There are limits to even the public's vulnerability to spin. Media handlers liek Rove presume that no amount of spin is ever enough. Yet rhetoric, slopped on however thick--simply can't disguise the massive failure that Iraq has become. The President's unchanging support for the war, and his abject denial of the sane who want Rumsfeld gone, is destroying his Administration. Too stubborn to let go, his whole upside-down, mood-elevated approach is proving to be complete inadequate in dealing with the crisis we face.

Tuesday, August 01, 2006

Welcome to jbpeebles

jbpeebles is blog designed to entertain the politically minded.

Its author is a 40-year-old writer from a red state.

Jb stands for John Bartlett, and peebles is the blogger's last name.

I've been published online and hope to use this blog as a centralized repository of links to information, op-ed pieces. I'd like to republished some of my aticles here, or at least link them from here.

I do plan to offer my favorite quotations, possibly some pictures and podcasts here at jbpeebles.blogspot.com. I may move written content here and link to another site from here for non-written media.

As an amateur writer, I'm still developing my work and distributing it from a relatively low level of sophistication. I have however been writing off and on for 13 years, both fiction and non-fiction, with a strong thrust towards the political since the Iraq War.

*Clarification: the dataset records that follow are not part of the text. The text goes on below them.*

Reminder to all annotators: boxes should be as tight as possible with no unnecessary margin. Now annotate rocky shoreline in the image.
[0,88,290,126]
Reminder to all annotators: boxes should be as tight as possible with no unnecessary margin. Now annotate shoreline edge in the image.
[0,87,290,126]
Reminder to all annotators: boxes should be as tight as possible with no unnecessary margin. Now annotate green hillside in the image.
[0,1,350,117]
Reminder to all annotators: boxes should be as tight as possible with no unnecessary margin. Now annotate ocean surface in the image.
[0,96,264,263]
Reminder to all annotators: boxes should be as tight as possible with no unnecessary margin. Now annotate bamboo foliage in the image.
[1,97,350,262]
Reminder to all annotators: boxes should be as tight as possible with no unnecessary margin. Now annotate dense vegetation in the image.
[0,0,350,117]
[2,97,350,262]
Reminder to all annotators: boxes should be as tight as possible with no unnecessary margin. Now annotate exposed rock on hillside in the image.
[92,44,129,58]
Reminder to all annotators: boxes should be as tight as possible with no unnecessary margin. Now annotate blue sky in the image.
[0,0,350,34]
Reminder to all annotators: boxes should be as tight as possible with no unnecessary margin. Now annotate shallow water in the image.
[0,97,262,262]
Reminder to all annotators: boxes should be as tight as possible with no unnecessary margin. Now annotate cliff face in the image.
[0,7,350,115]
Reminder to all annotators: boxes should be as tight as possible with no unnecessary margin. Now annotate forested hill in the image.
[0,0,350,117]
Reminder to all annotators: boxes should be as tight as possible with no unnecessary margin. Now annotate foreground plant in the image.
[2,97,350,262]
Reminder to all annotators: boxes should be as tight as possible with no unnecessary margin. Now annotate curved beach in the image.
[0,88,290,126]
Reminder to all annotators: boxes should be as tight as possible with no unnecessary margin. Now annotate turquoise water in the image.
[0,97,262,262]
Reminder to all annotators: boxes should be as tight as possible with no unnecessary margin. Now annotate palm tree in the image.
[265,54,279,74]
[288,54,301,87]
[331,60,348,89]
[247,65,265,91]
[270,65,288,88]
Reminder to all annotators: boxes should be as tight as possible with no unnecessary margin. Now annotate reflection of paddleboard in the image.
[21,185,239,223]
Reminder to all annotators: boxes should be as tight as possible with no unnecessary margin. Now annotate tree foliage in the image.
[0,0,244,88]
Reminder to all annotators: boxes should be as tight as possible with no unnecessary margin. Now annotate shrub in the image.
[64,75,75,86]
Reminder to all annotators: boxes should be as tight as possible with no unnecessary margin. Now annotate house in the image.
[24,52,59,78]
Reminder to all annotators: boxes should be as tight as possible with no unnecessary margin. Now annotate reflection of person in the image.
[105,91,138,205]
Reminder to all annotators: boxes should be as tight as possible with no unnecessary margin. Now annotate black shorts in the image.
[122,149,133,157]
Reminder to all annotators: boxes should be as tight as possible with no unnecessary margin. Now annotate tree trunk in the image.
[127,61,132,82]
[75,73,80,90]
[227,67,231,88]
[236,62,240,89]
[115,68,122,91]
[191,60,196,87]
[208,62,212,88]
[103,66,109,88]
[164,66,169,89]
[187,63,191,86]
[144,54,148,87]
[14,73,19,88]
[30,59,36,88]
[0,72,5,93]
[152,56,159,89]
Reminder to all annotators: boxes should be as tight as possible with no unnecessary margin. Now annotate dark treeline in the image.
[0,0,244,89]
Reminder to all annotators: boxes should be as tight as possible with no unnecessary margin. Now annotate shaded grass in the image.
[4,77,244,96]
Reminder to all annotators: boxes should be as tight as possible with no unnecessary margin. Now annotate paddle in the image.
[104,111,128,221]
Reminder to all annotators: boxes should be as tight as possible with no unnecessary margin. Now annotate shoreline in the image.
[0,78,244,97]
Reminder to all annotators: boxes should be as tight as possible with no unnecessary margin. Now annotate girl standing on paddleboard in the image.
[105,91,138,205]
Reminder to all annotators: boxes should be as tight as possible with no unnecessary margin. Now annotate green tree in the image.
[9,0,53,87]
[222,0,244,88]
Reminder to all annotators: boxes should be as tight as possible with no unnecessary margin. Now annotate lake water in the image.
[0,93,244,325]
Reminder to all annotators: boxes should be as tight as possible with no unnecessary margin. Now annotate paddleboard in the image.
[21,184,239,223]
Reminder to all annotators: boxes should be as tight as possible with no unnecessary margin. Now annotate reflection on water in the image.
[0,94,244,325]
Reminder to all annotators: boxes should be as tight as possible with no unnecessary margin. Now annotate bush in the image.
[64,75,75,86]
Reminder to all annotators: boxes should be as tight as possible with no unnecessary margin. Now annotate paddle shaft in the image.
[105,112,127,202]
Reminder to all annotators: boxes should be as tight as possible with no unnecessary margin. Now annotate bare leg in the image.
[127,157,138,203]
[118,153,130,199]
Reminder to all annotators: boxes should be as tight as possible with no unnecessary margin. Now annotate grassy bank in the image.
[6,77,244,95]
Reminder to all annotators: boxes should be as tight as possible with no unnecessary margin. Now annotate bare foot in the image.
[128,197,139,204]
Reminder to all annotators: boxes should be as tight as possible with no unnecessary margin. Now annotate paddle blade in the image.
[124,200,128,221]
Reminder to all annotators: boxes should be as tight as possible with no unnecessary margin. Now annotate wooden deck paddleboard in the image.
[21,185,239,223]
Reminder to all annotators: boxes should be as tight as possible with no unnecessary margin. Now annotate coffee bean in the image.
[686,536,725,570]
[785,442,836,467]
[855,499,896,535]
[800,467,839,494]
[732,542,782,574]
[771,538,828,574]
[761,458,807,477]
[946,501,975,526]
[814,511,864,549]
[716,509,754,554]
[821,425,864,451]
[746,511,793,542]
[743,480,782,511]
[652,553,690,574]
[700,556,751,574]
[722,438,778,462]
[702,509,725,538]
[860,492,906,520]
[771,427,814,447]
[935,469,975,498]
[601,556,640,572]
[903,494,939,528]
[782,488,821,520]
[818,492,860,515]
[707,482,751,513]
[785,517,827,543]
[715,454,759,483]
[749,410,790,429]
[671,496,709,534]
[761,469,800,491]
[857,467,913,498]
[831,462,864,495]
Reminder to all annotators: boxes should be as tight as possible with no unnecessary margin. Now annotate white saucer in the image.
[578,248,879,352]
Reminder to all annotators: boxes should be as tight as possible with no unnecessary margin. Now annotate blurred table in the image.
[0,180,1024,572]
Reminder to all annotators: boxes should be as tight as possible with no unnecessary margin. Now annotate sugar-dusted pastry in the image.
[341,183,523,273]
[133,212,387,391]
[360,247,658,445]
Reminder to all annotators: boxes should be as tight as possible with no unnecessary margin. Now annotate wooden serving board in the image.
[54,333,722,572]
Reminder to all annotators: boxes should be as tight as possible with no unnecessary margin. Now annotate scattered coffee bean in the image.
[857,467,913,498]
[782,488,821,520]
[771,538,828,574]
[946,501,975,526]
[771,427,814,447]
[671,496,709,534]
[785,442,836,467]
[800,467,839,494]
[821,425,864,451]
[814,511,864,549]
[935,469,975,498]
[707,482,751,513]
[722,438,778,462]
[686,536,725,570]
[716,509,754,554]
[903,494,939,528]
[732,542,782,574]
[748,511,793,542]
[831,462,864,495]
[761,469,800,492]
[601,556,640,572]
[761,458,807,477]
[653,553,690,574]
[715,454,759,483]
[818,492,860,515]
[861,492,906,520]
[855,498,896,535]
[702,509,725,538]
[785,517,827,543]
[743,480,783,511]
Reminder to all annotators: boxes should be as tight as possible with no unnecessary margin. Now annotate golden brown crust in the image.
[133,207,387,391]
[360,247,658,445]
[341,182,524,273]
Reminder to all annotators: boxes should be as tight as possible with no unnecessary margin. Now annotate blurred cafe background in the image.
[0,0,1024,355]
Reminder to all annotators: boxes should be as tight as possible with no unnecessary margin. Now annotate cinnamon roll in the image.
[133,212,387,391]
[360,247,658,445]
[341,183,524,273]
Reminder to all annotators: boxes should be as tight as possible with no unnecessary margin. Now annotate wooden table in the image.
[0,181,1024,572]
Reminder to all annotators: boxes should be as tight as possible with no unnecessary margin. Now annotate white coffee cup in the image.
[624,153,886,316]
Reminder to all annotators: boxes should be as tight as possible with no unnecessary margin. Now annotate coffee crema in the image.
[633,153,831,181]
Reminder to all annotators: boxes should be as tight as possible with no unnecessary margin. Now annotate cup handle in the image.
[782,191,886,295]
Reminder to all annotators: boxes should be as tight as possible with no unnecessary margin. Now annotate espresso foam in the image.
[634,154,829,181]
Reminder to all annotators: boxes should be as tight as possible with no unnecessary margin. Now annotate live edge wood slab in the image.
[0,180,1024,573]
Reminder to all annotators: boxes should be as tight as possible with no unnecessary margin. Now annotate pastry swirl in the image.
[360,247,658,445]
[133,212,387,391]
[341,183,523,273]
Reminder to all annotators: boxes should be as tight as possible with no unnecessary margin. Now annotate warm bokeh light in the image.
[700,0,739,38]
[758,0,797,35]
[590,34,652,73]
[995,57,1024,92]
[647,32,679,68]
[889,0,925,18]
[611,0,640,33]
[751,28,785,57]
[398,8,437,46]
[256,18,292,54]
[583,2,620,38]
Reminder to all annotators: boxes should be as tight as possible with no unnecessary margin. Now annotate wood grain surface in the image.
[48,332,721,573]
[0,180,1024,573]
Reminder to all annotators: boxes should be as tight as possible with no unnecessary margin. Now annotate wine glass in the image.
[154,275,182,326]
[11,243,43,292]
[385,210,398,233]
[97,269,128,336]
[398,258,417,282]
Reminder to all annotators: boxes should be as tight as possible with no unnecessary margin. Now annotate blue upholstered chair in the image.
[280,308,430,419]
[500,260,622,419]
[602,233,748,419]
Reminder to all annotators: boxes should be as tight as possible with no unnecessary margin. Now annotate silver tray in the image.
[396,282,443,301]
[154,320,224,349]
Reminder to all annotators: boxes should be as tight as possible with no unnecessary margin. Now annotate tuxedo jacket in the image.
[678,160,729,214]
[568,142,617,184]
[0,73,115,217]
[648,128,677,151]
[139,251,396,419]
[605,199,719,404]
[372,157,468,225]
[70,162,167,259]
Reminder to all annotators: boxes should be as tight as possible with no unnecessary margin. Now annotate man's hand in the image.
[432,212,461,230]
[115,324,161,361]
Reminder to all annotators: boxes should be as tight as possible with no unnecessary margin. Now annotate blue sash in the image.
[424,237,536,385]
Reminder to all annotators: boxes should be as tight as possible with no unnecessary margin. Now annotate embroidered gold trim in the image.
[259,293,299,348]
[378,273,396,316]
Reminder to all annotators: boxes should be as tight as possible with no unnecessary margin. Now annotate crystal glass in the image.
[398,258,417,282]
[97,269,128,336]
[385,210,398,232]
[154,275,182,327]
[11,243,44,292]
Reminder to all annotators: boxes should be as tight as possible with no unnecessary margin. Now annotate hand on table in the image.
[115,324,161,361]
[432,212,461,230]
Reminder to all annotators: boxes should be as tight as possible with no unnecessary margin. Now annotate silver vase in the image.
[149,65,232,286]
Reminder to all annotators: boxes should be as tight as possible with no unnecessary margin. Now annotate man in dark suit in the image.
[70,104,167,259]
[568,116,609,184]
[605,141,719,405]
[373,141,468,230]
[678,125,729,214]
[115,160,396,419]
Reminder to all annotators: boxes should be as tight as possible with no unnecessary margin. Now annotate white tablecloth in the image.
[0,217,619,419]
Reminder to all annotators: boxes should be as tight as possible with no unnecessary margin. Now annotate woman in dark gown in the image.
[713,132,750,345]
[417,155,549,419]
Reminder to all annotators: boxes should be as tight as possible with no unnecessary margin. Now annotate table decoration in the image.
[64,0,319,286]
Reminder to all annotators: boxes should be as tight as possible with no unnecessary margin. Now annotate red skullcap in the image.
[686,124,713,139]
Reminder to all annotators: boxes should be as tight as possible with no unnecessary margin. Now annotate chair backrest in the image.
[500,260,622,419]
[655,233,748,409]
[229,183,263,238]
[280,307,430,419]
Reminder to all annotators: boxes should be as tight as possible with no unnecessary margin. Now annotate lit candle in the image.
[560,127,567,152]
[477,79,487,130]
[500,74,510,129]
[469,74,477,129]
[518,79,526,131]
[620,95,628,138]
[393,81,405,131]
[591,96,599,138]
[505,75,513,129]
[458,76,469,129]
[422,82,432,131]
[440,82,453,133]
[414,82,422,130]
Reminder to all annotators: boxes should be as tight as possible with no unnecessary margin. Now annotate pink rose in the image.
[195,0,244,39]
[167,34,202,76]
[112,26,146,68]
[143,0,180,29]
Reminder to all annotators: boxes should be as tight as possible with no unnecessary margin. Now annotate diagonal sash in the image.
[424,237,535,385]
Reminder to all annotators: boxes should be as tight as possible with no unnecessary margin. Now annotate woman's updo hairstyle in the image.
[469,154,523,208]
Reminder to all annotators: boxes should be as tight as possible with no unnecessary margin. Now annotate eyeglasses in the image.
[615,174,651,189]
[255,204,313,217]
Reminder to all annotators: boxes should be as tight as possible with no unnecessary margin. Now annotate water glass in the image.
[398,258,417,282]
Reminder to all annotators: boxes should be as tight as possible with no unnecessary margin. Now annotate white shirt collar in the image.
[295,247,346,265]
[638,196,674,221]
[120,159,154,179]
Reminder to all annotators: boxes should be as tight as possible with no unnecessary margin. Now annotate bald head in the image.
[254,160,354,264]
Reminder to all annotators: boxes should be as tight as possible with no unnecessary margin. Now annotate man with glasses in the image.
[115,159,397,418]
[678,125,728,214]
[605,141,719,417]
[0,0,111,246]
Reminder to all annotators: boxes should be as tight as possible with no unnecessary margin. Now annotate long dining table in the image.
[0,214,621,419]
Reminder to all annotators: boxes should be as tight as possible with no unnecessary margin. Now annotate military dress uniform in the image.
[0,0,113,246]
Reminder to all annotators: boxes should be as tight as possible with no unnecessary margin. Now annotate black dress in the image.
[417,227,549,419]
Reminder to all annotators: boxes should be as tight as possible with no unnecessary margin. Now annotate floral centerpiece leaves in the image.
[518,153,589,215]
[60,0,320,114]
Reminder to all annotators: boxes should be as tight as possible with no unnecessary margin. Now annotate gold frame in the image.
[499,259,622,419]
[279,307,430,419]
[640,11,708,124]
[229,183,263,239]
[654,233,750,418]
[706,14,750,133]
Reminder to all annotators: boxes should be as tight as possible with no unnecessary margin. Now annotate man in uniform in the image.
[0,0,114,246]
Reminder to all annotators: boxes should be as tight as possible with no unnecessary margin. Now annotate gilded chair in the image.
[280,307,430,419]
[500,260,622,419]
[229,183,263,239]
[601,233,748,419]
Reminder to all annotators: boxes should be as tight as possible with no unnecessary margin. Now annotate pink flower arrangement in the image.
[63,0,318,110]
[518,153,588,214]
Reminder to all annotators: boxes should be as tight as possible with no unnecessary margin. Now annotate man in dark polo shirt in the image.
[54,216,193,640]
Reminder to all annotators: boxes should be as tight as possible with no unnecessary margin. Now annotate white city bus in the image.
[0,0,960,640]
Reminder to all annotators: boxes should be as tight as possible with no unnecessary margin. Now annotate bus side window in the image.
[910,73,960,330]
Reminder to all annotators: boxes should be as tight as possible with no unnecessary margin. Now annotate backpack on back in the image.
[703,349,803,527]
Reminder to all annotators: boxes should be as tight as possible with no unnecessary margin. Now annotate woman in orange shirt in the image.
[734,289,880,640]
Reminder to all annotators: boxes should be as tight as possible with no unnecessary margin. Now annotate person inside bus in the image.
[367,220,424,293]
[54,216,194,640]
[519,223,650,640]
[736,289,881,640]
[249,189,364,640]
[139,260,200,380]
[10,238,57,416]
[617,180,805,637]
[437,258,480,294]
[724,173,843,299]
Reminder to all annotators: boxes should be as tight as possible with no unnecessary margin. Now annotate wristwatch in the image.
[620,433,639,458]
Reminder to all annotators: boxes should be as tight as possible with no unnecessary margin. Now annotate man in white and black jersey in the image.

On the positive side, I think I can discuss and analyze timely and important issues and world events. I have travel and living experience abroad, and have a broader worldview than those who imagine the world from the inside out. In the sense I'm a news blogger/political writer, I believe in the power of red pill journalism, and an effort to drive towards the truth in every exchange.

Unfortunately, my editing skills are still being improved, even though school culminated in a Master's Degree in International Management. I do have access to the services of a professional editor, my mother! I hope you, my reader, will bear with me as the quality of my work improves.

Personally, I'm a strong environmental advocate. I've worked on sprawl issues in the past. I do some nature photography in the area I live.

I was a former English teacher in Japan. My Japanese is a little rusty , but I can ramp up to proficiency if need be.


jbpeebles is here because I have things to say. Some of my opinions you may disagree with but I hope I can do adequate service with the facts as I understand them.

I've committed to making comment open and available for subsequent posts, subject to some conditions. My purpose is to provide well-written commentary for this blog, out of the belief that as we learn more, we are enlightened.

I may be accused of being many things, but I hope at the end of my articles you will be challenged about things you may have falsely believed. Of course my version of truth may not be identical to yours, but I'm constantly striving to encourage debate on the facts, with the intent of separating truth from non-truth.